Perfekt gestylt auf die Hochzeit

Auf der Hochzeit ist die Braut die Schönste. Damit das auch wirklich gelingt, greifen die Kosmetikerinnen und Friseure gerne in ihre Trickkiste. Jede Frau besitzt kleine Schönheitsfehler, die sich geschickt kaschieren lassen. Auch die Frisur spielt bei der Gesamterscheinung eine große Rolle. Mit der richtigen Vorbereitung ist die Braut fit für ihren fulminanten Auftritt.

Arayeh Make Up & Hair

Romantisch, klassisch, modern oder extravagant?

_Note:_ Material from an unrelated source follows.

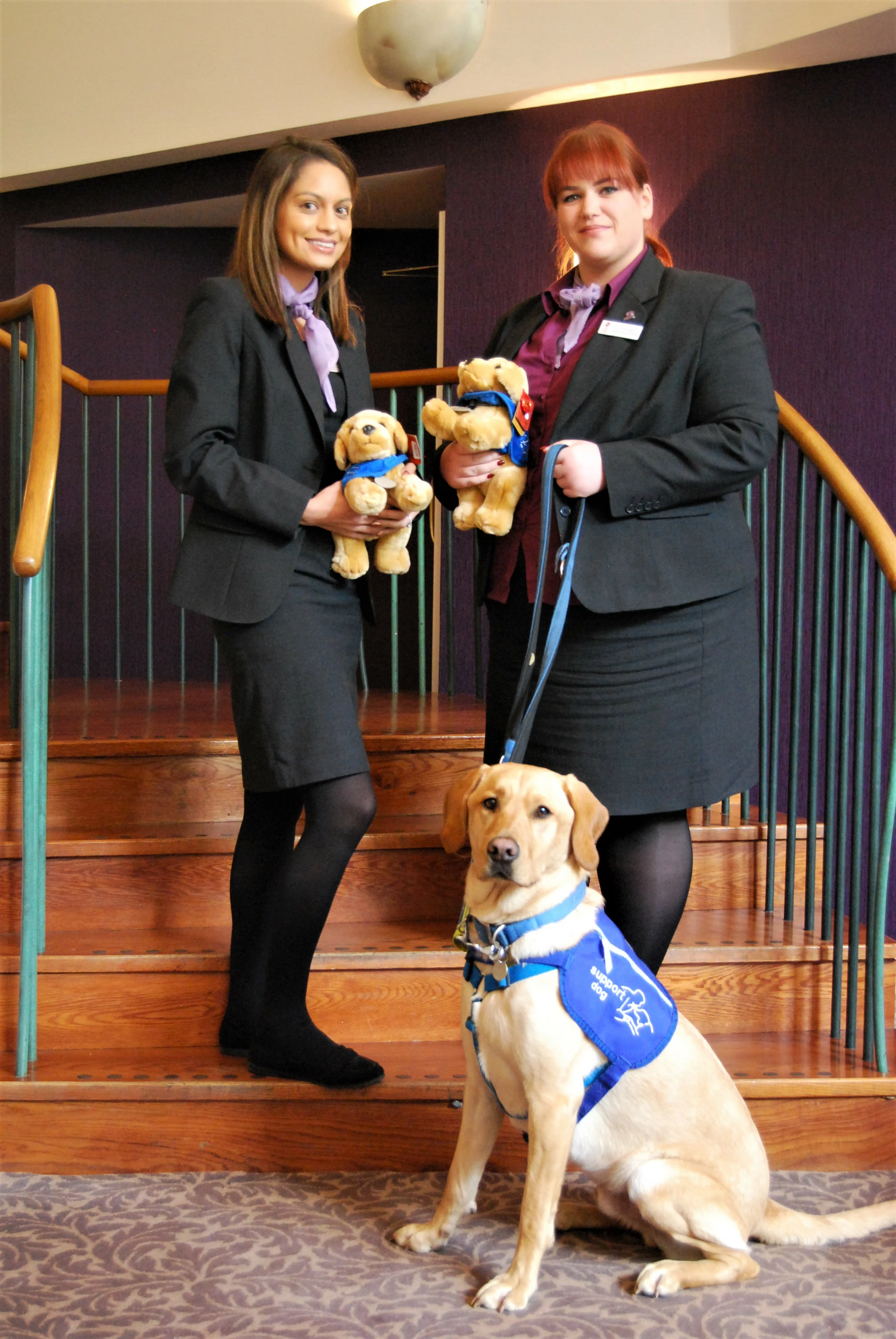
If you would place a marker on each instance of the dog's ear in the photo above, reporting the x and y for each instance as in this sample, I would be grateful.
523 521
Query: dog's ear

Zuerst einmal ist es wichtig, dass das Styling zum Typ passt. Außerdem muss der Braut das Outfit gefallen. Es fällt sehr schnell unangenehm auf, wenn sich ein Mensch nicht mit der ihm zugeteilten Rolle identifizieren kann. Nur wenn Typ und Styling zusammenpassen, besitzt die Braut die Ausstrahlung, die sie so wunderschön macht. Es gibt beim Hochzeitsoutfit verschiedene Stilrichtungen. Die einen mögen es romantisch verspielt, die anderen schlicht und elegant und wieder andere legen Wert auf Extravaganz und heiraten am liebsten im futuristischen Look. Ganz egal, für welchen Stil sich die Braut entscheidet, sie ist im Idealfall immer der glanzvolle Mittelpunkt der feiernden Gesellschaft. Steht fest, welchen Stil man pflegen möchte, dann geht es an die Auswahl der Kleidung. Auch die Brautaccessoires sind sehr wichtig. Sie bilden sozusagen das i-Tüpfelchen des Stylings. Nur wenn alles perfekt zusammenpasst, das Kleid, die Accessoires, das Make-up und die Frisur, entsteht ein harmonisches Gesamtbild.

Die beliebten Klassiker

Es gibt einige Styling-Klassiker, die immer gut ankommen. Dazu gehört zum Beispiel der französische Zopf. Er eignet sich aus verschiedenen Gründen besonders gut für die Hochzeit. Zum einen handelt es sich um eine aufwändige und nicht alltägliche Frisur, zum anderen wirkt der französische Zopf sehr attraktiv. Das Besondere an diesem Zopf ist, dass die seitlichen Haare Strähne für Strähne eingeflochten sind und sich somit ein attraktives Grätenmuster bildet. Auf dieser Flechtweise basieren viele raffinierte Frisuren, denn der französische Zopf muss nicht unbedingt am Hinterkopf gerade hinunterführen. Die Flechtmethode lässt sich auch für seitliche Zöpfe und Haarkränze verwenden. Selbst filigrane Frisuren mit mehreren Zöpfen sind möglich. Wer an einen französischen Zopf denkt, hat automatisch lange Haare im Sinn. Die Flechtfrisur gelingt aber auch bei mittellangem Haar. Je nach Stil verschönern Blumen oder glitzernde Schmuckstücke das kunstvolle Flechtwerk.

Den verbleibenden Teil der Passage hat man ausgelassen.